Fluorescent ROS detection

Donors were submitted to treatment with and without compounds and incubated at 37°C for 5 h with shaking. After that, the ROS detection assay was done as described by Castro-Alférez et al.,27 with adjustments. Measurements of chemical hydrolysis of the probe 2,7-dichlorodihydrofluorescein diacetate (DCFH-DA; Sigma–Aldrich, St. Louis, USA) in the fluorescent compound 2,7-dichlorofluorescein (DCF) were detected by fluorescence spectroscopy at 522 and 498 nm emission and excitation wavelengths, respectively. Fluorescence detection was performed in 96-well solid-bottom black plates using the TECAN 200 Pro (Tecan, Männedorf, Switzerland) fluorimeter.

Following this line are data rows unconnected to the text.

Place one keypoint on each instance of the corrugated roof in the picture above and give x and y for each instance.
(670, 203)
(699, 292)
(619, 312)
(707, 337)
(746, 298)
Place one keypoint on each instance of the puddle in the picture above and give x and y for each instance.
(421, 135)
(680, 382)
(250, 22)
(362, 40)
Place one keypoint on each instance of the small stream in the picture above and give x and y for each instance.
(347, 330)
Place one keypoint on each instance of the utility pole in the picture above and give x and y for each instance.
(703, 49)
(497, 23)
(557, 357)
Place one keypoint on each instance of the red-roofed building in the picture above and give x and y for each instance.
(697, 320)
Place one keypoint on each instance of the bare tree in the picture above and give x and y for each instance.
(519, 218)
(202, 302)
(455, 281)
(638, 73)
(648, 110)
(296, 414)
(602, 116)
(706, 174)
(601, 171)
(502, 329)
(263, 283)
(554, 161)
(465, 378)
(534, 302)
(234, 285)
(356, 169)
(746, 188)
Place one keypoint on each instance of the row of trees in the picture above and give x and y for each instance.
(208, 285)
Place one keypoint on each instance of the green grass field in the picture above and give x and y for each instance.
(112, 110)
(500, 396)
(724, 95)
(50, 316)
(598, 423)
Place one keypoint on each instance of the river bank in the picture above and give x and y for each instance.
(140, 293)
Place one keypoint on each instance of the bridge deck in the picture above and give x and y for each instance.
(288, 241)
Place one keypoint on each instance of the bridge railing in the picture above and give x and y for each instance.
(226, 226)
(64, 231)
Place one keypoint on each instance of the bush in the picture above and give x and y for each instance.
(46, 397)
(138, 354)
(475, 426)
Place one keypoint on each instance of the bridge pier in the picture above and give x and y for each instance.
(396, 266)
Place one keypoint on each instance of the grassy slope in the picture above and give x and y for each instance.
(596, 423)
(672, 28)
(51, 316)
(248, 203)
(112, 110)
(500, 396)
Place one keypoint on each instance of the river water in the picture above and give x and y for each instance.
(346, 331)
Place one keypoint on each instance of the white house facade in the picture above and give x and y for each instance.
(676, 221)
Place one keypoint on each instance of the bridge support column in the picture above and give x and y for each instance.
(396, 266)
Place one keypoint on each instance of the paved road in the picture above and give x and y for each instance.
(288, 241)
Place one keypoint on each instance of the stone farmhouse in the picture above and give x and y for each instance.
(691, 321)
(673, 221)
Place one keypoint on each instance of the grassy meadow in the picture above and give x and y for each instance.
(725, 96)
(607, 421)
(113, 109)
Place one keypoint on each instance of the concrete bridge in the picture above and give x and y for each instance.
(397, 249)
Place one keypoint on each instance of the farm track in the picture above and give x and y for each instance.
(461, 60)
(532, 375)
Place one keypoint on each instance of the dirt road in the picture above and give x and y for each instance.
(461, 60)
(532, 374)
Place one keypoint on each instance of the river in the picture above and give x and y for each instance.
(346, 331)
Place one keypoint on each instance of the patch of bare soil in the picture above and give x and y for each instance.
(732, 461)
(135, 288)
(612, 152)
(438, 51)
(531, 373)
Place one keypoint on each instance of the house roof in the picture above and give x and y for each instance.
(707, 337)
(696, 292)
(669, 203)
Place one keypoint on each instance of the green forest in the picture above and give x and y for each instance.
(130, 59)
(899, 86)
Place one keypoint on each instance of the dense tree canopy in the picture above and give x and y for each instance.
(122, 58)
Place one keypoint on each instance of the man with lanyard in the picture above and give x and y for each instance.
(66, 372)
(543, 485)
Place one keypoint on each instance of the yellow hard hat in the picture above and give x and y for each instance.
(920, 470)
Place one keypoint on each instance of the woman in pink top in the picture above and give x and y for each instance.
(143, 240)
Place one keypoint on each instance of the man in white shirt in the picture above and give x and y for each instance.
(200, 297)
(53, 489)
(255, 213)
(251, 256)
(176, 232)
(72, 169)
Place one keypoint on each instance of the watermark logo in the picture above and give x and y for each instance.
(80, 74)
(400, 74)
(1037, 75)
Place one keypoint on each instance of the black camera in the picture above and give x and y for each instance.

H2O2 at 2.5 mM was used as a positive control for the experiment.

mRNA extraction and cDNA synthesis

After being submitted to the initial treatment with or without compounds and incubated at 37°C for 5 h with shaking, total RNA was extracted using the Quick-RNATM Miniprep kit (Zymo Research, Irvine, USA). The Turbo DNA-freeTM kit (Invitrogen, Waltham, USA) was then used to remove contaminating DNA from RNA preparations, and DNase and divalent cations from the samples. cDNA synthesis was done using the LunaScript® RT SuperMix kit (New England Biolabs, Ipswich, USA). All experiments were performed following the manufacturers’ instructions. Finally, cDNA samples concentrations were measured using the NanoDrop 2000 spectrophotometer (Thermo Fisher Scientific, Waltham, USA).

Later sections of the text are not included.